How to tackle discarded plastic bags along Iowa roads

You’ve probably noticed now that snow is gone that what’s left behind is trash along Iowa roadways. Much of it is plastic bags.

California and Hawaii have banned plastic bags. Should Iowa follow?

It’s not the growing season yet, but a farm field along University Avenue in Waukee has a bumper crop of the bags.

Rachel Goodall sees it every day out her front door.


“Colorful plastic bags with variety of garbage mixed in too,” said Goodall. “It sticks to everything. It gets shredded and it’s hard to come off.”

When it comes to trash, plastic bags are the worst said a DOT crew cleaning along Interstate- 235 in Des Moines Wednesday.

Gerry Schnepf of Keep Iowa Beautiful said Iowa spends $14 million a year in taxpayer money cleaning up trash along roadways and other public areas. He said Iowa needs to explore options other than banning the bags like getting tougher on litterbugs.

“Our penalty here is $70, not a big amount and one of lowest in the nation,” said Schnepf.

Educating Iowans about in-store recycling and buying reusable bags would also help the problem.
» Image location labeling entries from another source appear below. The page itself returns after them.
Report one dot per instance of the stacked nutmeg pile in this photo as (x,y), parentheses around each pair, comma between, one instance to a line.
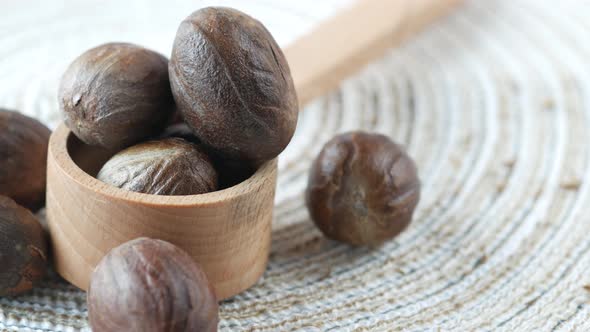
(222,106)
(230,84)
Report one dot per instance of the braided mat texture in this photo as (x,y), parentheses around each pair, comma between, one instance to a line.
(493,103)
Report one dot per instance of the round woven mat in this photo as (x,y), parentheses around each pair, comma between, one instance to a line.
(492,102)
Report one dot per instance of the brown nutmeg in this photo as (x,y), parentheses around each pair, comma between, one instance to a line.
(150,285)
(23,159)
(363,189)
(23,249)
(116,94)
(232,84)
(170,166)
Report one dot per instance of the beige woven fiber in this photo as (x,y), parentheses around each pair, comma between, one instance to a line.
(493,103)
Why is it important to recycle your plastic bags? One reason is they can have a second life as furniture.

Iowans can’t put plastic bags in their curbside recycling bins because they can’t be sorted mechanically and gum up the equipment. They can be taken back to most grocery stores who will in turn sell them to plastic recycling companies.

One of those companies is Plastic Recycling of Iowa Falls. They can take 32,000 plastic bags, shred them, mix them with chemicals, mold them and make them into outdoor furniture like tables and benches.

The Iowa Grocery Industry Association is giving out Build With Bags grants of $2,000 each to community groups who can use the money to buy various items made from recycled plastic.